Load balancing is a way to distribute a work load over two or more servers in order to achieve increased redundancy, scalability or security. The "balancing" can be performed in either software or dedicated hardware, but both result in a distribution of load across multiple machines. From a web server or web service perspective, the load balancer is then utilized by clients conveniently accessing just one URL. User requests sent to this location will then be handled by the load balancer and transparently sent to one of the available machines behind the scenes who perform the actual processing.
There are many characteristics of a load balancer and some have features and capabilities that others do not. The following summarizes various qualities that can play an important role when deploying a load balancer into a GIS environment.
Physical Characteristics
Software or hardware? Software based solutions can have the advantages of lesser cost and the ability to run on existing servers. Hardware based solutions on the other hand, can offer more features and may have built-in accelerators for certain tasks, SSL offload engines.
Balancing Metrics
Load balancers have to determine how they spread the work to be done through some type of metric or scheduler. Typically, this can be done via balancing algorithms like round robin, server load, server computing power, least connection or random. Having the ability to customize this method can prove handy. If the backend servers are not all identical, adjusting the balancing method based on the server computing power may provide an even load as slower machines are not overloaded.
Security
Security is always important. Load balancers normally bring with them the added benefit of hiding the network and servers that are behind the scenes doing the actual work for the requested service. Requesting a map service from one URL (the load balancer) may actually be assembled from many different servers that were behind a firewall. Since only the load balancer is allowed to communicate through the firewall security is increased as there would only be one point of entry.

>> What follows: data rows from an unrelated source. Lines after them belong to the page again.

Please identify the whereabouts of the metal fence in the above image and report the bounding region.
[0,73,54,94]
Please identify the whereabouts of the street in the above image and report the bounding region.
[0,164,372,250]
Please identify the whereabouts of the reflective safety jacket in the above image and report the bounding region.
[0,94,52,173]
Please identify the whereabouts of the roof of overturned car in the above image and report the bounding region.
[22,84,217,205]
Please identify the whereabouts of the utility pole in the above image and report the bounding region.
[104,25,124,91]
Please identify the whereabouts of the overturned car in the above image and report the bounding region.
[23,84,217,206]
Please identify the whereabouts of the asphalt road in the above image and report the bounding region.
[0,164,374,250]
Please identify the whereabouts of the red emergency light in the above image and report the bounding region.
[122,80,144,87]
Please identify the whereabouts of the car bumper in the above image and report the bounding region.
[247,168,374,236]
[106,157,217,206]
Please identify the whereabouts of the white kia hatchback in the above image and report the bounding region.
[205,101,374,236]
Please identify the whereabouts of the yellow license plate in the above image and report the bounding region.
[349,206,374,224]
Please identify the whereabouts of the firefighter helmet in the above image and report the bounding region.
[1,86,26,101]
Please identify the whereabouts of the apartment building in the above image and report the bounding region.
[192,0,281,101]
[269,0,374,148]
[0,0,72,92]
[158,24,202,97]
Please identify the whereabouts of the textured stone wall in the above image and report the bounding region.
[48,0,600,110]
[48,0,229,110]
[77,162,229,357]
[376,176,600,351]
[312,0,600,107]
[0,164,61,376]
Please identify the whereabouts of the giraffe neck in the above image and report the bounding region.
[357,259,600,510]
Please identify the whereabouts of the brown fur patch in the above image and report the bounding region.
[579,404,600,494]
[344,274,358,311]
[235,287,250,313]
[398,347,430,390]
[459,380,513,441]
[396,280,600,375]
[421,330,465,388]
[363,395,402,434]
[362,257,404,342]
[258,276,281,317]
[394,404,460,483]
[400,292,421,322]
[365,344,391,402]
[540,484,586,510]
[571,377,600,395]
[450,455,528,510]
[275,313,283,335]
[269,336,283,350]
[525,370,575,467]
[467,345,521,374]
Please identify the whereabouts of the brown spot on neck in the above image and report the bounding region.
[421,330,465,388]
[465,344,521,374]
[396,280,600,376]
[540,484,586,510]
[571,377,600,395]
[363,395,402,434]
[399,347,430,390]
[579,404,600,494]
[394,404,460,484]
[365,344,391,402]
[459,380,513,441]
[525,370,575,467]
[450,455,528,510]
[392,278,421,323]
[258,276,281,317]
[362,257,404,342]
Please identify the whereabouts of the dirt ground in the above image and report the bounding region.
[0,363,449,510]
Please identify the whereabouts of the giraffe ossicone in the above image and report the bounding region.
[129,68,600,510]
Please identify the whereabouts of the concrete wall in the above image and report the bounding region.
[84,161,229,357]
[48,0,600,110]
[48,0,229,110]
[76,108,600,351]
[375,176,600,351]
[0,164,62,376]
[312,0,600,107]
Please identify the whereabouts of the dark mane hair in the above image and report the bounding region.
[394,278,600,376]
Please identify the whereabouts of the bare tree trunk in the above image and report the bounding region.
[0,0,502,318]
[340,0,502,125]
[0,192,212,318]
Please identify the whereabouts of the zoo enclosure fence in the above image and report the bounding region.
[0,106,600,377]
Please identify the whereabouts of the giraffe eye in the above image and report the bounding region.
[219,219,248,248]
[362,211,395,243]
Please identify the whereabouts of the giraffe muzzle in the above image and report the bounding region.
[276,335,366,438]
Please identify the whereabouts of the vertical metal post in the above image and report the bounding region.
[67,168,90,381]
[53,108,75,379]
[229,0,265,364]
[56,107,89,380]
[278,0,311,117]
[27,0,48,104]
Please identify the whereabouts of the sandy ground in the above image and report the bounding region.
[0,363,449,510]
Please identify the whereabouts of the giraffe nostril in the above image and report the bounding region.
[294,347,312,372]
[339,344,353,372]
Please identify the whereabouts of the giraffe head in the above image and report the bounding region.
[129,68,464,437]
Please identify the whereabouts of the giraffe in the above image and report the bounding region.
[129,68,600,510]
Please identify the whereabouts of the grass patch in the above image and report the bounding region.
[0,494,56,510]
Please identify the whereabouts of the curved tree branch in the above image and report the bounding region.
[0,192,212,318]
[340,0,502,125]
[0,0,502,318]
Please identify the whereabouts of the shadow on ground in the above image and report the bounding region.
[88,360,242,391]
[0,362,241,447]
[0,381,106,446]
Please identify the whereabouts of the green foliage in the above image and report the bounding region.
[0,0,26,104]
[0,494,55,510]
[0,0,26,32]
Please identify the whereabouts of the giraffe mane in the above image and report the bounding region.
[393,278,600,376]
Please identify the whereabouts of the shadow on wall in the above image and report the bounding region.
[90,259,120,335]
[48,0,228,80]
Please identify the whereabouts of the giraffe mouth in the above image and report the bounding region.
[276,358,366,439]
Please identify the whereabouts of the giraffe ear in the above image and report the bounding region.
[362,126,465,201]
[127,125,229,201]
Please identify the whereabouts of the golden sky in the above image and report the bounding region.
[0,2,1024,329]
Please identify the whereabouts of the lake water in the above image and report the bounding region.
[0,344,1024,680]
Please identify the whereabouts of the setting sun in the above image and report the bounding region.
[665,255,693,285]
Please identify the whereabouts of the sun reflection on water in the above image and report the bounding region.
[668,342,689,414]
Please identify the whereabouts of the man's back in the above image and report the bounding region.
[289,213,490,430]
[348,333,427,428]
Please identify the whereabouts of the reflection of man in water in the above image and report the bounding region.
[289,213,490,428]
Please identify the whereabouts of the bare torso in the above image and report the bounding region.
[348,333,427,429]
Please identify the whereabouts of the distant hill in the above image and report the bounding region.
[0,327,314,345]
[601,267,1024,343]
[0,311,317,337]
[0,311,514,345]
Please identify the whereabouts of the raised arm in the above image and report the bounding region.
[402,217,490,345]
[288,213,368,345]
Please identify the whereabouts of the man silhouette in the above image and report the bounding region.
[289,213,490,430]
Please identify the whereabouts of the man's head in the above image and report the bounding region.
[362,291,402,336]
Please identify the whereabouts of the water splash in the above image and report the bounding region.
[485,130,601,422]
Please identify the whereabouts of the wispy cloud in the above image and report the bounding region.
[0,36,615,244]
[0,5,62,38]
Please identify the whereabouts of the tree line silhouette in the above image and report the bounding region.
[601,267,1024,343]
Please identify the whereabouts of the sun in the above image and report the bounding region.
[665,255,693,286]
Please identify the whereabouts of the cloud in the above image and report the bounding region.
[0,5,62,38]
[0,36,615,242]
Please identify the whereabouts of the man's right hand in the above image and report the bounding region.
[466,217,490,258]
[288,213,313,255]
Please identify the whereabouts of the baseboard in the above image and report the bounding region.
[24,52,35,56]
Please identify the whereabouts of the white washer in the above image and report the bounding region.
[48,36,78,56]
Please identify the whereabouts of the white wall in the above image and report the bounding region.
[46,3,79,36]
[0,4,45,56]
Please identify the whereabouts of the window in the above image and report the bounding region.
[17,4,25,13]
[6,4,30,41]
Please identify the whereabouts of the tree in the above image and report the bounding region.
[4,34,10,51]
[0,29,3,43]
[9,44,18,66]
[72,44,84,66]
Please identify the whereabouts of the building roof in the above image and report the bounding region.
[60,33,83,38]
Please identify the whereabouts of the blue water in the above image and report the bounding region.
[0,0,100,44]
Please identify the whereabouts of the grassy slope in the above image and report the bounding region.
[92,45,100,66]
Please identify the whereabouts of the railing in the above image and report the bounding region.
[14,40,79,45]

Some load balancers also come equipped with some analysis capabilities to detect denial of service (DoS) attacks and take preventative measures.
Performance
Just having the fastest CPUs on the servers that are behind your load balancer does not always guarantee fast response times for requests. Offloading certain chores and duties of your web server to the load balancer, like SSL acceleration, can yield more capacity from them. Additionally, some load balancers have the ability to perform HTTP compression and HTTP caching.
HTTP compression can make certain requests that are sent back to the user smaller, saving precious network bandwidth. This of course, requires decompression by the client's browser which is normally transparent to the end user. HTTP caching can help eliminate requests to the backend servers all together as they are immediately retrieved from "memory" on the load balancer itself, this can greatly decrease the response times requests and increase overall throughput. It is important to note that a compromise to caching map data is that it may not always be the most current, but the load balancer configurations of cache expirations and regenerations can provide some flexible options.
Monitoring and Maintenance
Distributing the work load is important but being able to automatically detect and handle the failure and the recovery of backend servers is crucial. Load balancers offer many different capabilities in this area. While some can only detect if the server is alive and on the network, others have very elaborate methods such as retrieving content from pre-determined web pages. This can be advantageous in a GIS environment. Not only could you periodically check that your HTTP server was up and running but that your map service was returning the expected output. It is worth mentioning that the ability to check a map service to establish the availability of its contents from the software stack should be done carefully. Executing a check too frequently can spike resource consumption on backend servers which can hurt performance. If recurring verification is needed, use the lightest and/or smallest possible features to analyze against.
Similar to automatic failure detection, having the option to manually mark a machine as failed is great for maintenance. Marking a server as "healthy", either manually or automatically, where it can start serving requests again is also a powerful feature.
Scalability
Scalability is one of the key benefits and uses of a load balancer. This balancing gives it the ability to help keep response times low by distributing the requests over two or more servers. If a server is overloaded with too much work, queuing starts and response times go up. With all the backend servers performing work evenly, you can get more users into your environment and achieve scalability.
Session State
Some applications carry with them a "session state". When a state is involved, more care needs to be taken for balancing the load. Since the state is residing in the application server space by default, requests cannot go to just any of the other servers. The load balancer can help accommodate for this by using stickiness or persistence of the session state which keeps that user going to the originating server. An alternative would be to store the sessions into a shared resource like a database. Of course, this database should then also have its own load balancing mechanism. Depending on their size, the copying of session states to another tier in the environment can have performance impacts and should be taken into consideration.
Redundancy and Failover
Web server redundancy can be achieved from the machines behind a load balancer, but that one load balancer is still a single point of failure. A solution to this problem is to logically chain multiple load balancers together. This group then creates a failover cluster of the load balancing tier and removes the single point of failure which was the use of just one load balancer.
This clustering commonly comes in two forms of deployment, active/active and active/passive. With active/active, both (or all) the load balancers are up and capable of servicing requests. With active/passive, one node (the primary) can be up servicing requests with the secondary node coming online only when the first one failed.
In both cases, a link or heartbeat should be established between the load balancers to determine if one of the nodes in the high availability cluster has become unfit to fulfill its duties.
Another level of redundancy is obtained with ArcGIS Server by having the SOM load balance between multiple SOC servers. The SOM can be configured to adjust the work load sent to the SOCs based on their machines physical capacity.